Dalle relazioni della presidente Veronica Ganzoni, della cassiera Mara Valerio e della responsabile dell’attività giovanile, Bettina Cadurisch, emerge l’immagine di un club in piena salute, capace di coniugare una solida organizzazione con un’intensa attività a favore dei più giovani.
Manifestazioni come la gara di sci di fondo Maloja Lauf e la gestione della cucina in occasione della corsa estiva intorno al lago di Maloja permettono infatti al club di raccogliere le risorse necessarie per finanziare la propria attività principale: la promozione degli sport invernali tra bambini e ragazzi.
Durante l’inverno vengono organizzati i corsi di sci di fondo del mercoledì pomeriggio e quelli di sci alpino per principianti al Pony Lift di Maloja, oltre ai corsi del sabato rivolti agli allievi delle scuole. Grazie alle entrate generate dalle altre iniziative, queste attività possono essere offerte alle famiglie a una quota di partecipazione puramente simbolica, registrando ogni anno un’ottima partecipazione.
Fondamentale è anche il contributo delle monitrici e dei monitori volontari, ai quali il club dedica particolare attenzione promuovendone la formazione attraverso corsi specifici, frequentabili già a partire dai 14 anni.
L’assemblea è stata anche l’occasione per salutare Martina Giovannini, che dopo molti anni ha lasciato il suo incarico di attuaria del comitato direttivo.
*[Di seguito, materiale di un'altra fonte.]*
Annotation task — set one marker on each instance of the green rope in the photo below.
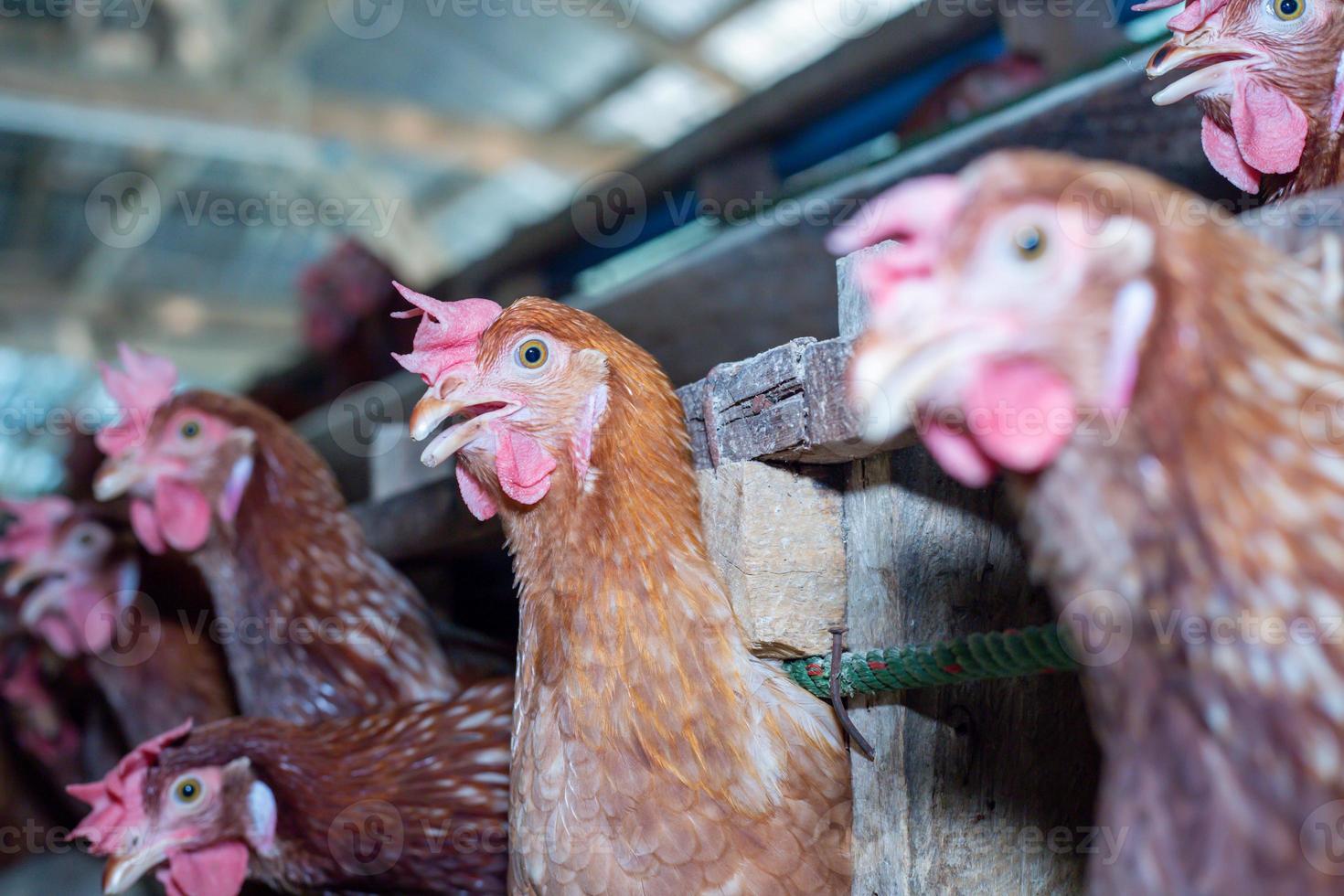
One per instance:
(976, 657)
Per favorire un graduale ricambio nel comitato, l’assemblea ha eletto all’unanimità tre nuovi membri: Alessia De Marinis, Irene Cadurisch e Andrea Giacometti. Il comitato passa così da sei a otto componenti. Durante il primo anno i nuovi eletti affiancheranno gli altri membri, per poi assumere incarichi operativi in base alle esigenze del club e alla disponibilità personale.
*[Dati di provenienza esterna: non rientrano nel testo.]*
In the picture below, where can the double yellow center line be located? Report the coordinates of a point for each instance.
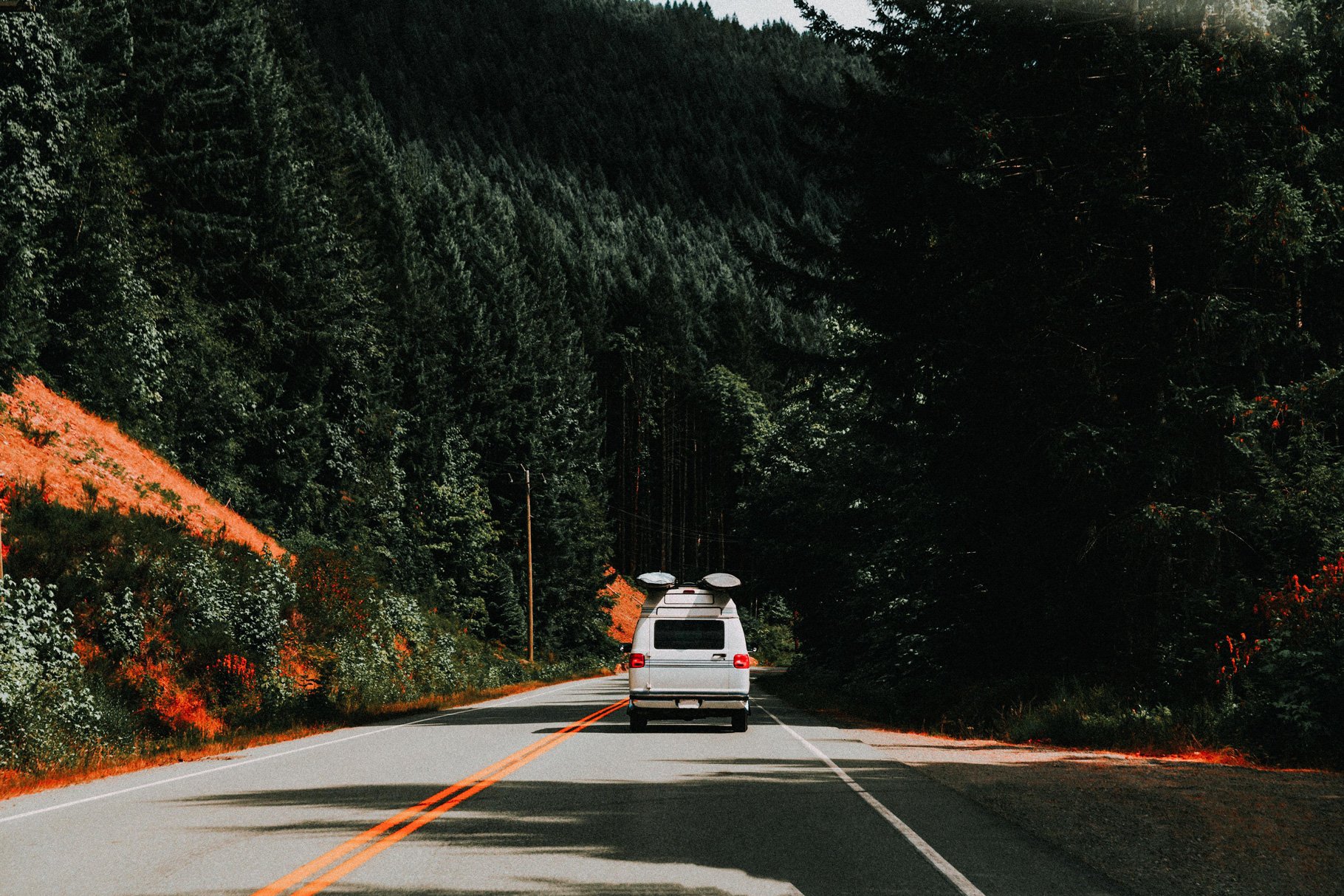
(359, 850)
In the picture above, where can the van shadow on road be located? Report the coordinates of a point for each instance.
(724, 827)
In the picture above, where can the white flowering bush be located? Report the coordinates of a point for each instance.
(47, 714)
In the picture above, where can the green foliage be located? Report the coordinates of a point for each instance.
(1083, 238)
(769, 632)
(49, 717)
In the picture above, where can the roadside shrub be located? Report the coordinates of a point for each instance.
(1094, 717)
(769, 632)
(1286, 686)
(47, 714)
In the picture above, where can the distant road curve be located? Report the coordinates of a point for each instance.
(539, 793)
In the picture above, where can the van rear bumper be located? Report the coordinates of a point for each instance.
(675, 704)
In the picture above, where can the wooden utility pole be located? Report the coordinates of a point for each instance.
(527, 480)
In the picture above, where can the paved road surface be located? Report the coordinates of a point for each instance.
(550, 797)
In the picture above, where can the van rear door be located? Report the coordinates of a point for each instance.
(693, 657)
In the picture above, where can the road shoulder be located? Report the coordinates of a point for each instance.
(1160, 827)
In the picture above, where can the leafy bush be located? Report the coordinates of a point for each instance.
(129, 633)
(49, 717)
(769, 632)
(1286, 686)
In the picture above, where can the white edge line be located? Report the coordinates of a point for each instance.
(947, 868)
(288, 753)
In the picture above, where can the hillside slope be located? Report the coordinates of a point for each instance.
(86, 463)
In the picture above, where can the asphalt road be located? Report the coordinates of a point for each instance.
(534, 793)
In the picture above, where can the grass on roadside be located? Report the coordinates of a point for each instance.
(1075, 717)
(167, 751)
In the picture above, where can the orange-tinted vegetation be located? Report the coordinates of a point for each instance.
(1291, 613)
(625, 606)
(83, 461)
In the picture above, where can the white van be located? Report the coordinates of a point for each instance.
(688, 658)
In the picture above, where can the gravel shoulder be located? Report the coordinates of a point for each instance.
(1157, 827)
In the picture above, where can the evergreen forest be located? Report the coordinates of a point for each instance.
(995, 347)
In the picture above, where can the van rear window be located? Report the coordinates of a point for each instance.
(688, 634)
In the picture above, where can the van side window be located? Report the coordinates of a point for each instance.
(688, 634)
I soci hanno inoltre approvato il nuovo statuto richiesto da Swiss-Ski, aggiornato con disposizioni più moderne riguardanti, tra l’altro, la parità di genere e l’etica nello sport.
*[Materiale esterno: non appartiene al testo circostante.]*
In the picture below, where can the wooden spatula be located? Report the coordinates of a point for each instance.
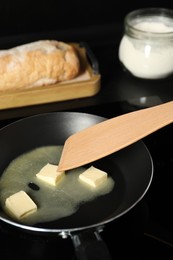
(112, 135)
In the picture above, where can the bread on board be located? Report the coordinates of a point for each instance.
(38, 63)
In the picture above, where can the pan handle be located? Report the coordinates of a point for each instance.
(89, 245)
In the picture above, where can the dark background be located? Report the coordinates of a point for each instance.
(25, 16)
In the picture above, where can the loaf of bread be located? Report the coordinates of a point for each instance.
(37, 63)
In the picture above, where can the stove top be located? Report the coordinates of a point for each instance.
(146, 230)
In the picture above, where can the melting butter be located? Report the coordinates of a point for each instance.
(53, 202)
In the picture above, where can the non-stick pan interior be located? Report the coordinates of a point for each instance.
(131, 168)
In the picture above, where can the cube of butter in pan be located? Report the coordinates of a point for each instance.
(93, 176)
(20, 204)
(50, 174)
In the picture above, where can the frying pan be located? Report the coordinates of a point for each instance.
(131, 168)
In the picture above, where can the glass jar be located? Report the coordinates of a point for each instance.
(146, 48)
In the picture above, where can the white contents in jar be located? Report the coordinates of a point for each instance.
(150, 55)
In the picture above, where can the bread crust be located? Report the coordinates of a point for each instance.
(37, 63)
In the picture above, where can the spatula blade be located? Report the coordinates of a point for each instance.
(112, 135)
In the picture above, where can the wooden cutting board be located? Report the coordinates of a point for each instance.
(85, 85)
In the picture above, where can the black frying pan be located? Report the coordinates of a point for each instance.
(131, 168)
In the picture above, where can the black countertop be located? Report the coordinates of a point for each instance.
(119, 93)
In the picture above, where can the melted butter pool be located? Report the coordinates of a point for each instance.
(53, 202)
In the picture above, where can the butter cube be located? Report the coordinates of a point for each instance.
(20, 204)
(93, 176)
(50, 174)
Lo Ski Club Maloja si conferma quindi il principale punto di riferimento per gli sport invernali in Bregaglia, discipline che devono però confrontarsi con gli effetti dei cambiamenti climatici. Le scarse precipitazioni nevose degli ultimi anni sono infatti tra le ragioni che hanno portato alla decisione di non adeguare l’impianto dell’Aela ai requisiti richiesti per ottenere le necessarie autorizzazioni all’esercizio, determinandone la chiusura.
Interpellata sull’argomento, la presidente Veronica Ganzoni ha espresso rammarico per la chiusura dell’impianto, soprattutto per il valore affettivo che esso rappresenta per molte persone. Al tempo stesso ha dichiarato di comprendere come l’importante investimento richiesto sia oggi difficilmente giustificabile, considerati i sempre più brevi periodi di innevamento registrati negli ultimi anni. Ha infine precisato che la chiusura dell’Aela non avrà conseguenze sull’attività dello Ski Club.